Abstract:Visible light positioning (VLP) is widely believed to be a cost-effective answer to the growing demanded for robot indoor positioning. Considering that some extreme environments require robot to be equipped with a precise and radiation-resistance indoor positioning system for doing difficult work, a novel VLP system with high accuracy is proposed to realize the long-playing inspection and intervention under radiation environment. The proposed system with sufficient radiation-tolerance is critical for operational inspection, maintenance and intervention tasks in nuclear facilities. Firstly, we designed intelligent LED lamp with visible light communication (VLC) function to dynamically create the indoor GPS tracking system. By installing the proposed lamps that replace standard lighting in key locations in the nuclear power plant, the proposed system can strengthen the safety of mobile robot and help for efficient inspection in the large-scale field.
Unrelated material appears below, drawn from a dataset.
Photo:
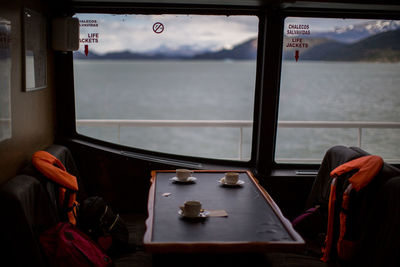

Secondly, in order to enhance the radiation-tolerance and multi-scenario of the proposed system, we proposed a shielding protection method for the camera vertically installed on the robot, which ensures that the image elements of the camera namely the captured VLP information is not affected by radiation. Besides, with the optimized visible light positioning algorithm based on dispersion calibration method, the proposed VLP system can achieve an average positioning accuracy of 0.82cm and ensure that 90% positioning errors are less than 1.417cm. Therefore, the proposed system not only has sufficient radiation-tolerance but achieve state-of-the-art positioning accuracy in the visible light positioning field.